Since achieving independence in 1966, Barbados has transformed itself from a low-income economy dependent on sugar production to an upper-middle-income and economy based on tourism and the offshore sector. In line with this transformation, the island has sought to update its occupational classification, allowing for a more contemporary account of jobs and job vacancies, whilst also giving jobseekers better information about the labour market and the skills and qualifications required for jobs.
The Institute for Employment Research (IER) was invited to undertake the task of defining and introducing a new occupational classification. Through an 18-month project, staff from the IER met with staff from government agencies, employers, educationalists and career specialists to establish a detailed classification. The Barbados Standard Occupational Classification (BARSOC) was introduced in late 2016.
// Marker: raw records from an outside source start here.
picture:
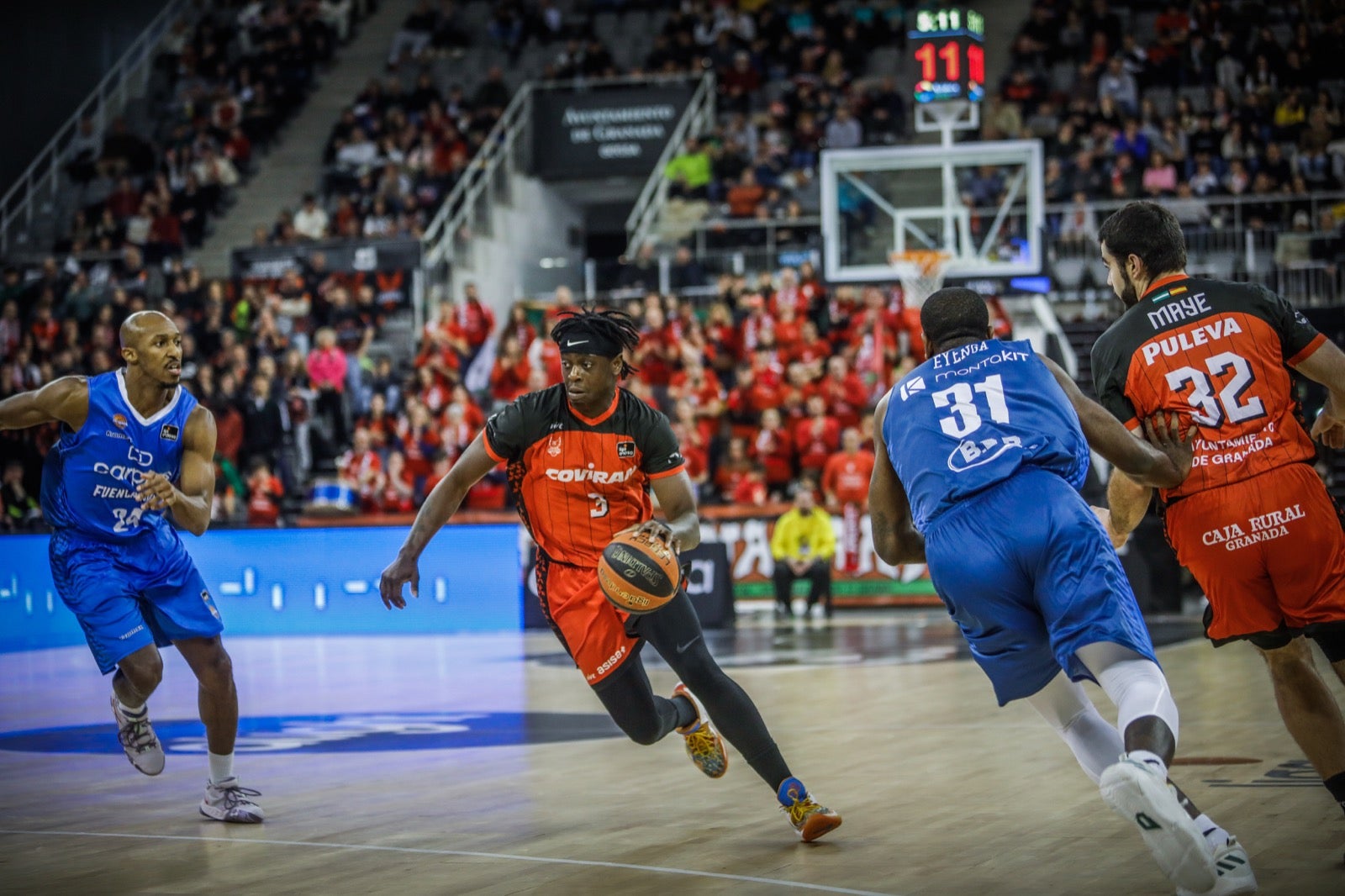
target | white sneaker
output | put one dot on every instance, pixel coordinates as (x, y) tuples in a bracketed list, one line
[(229, 802), (138, 739), (1235, 872), (1137, 793)]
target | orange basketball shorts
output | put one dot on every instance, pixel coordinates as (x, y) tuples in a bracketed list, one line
[(589, 627), (1269, 552)]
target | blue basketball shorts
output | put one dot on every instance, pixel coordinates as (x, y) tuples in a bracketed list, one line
[(131, 595), (1029, 575)]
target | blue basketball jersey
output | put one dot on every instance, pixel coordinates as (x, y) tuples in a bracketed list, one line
[(972, 417), (89, 478)]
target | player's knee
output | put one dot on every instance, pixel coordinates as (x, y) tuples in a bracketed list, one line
[(145, 670), (217, 672), (1293, 660)]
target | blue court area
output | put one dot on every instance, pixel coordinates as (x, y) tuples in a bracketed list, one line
[(299, 582)]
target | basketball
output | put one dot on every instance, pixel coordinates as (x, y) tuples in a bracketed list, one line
[(638, 573)]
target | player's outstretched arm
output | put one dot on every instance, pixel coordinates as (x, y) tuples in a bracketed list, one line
[(441, 503), (677, 501), (65, 400), (1143, 463), (190, 499), (1327, 366), (894, 537)]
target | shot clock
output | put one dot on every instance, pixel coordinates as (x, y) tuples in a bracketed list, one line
[(948, 49)]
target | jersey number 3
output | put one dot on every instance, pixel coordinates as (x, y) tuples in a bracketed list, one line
[(965, 417), (1232, 403)]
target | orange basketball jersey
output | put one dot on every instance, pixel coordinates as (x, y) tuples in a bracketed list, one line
[(1219, 353), (580, 481)]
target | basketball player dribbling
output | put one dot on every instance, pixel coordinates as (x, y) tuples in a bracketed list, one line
[(979, 454), (136, 448), (583, 456), (1254, 522)]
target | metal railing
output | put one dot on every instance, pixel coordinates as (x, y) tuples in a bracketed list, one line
[(697, 119), (457, 213), (128, 77)]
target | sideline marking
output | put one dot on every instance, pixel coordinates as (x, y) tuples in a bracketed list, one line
[(455, 851)]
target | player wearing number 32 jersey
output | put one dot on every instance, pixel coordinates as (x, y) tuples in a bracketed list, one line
[(1254, 522), (134, 450)]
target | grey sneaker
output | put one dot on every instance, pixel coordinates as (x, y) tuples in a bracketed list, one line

One of the products created by the IER whilst undertaking this work was a specially tailored version of the CASCOT classification software which has been under continuous development by the IER since the early 1990s. Staff at the Ministry of Labour immediately saw the potential for this software to provide a web-based approach to potential users of the classification, particularly for careers advisers seeking descriptions of jobs and for jobseekers and labour market entrants looking for particular types of work. Accordingly, a second contract was issued to the IER to create an interactive version of BARSOC2016 to be available on the web. This work was completed in 2018.
Most recently, a further request has been made to the IER to incorporate what is termed the ‘Civil Service Qualifications Order’ within the web-based version of the software. This allows all interested parties to see the qualifications that are required for over 1,000 different jobs in the public sector in Barbados. The third development contract to undertake this task was issued in March 2019.
By bringing together those agencies and government departments with an interest in the labour market, plus employers and educationalists from the secondary and tertiary education sectors, a much better understanding has been created about the nature of the transforming island economy and the need to develop key skills.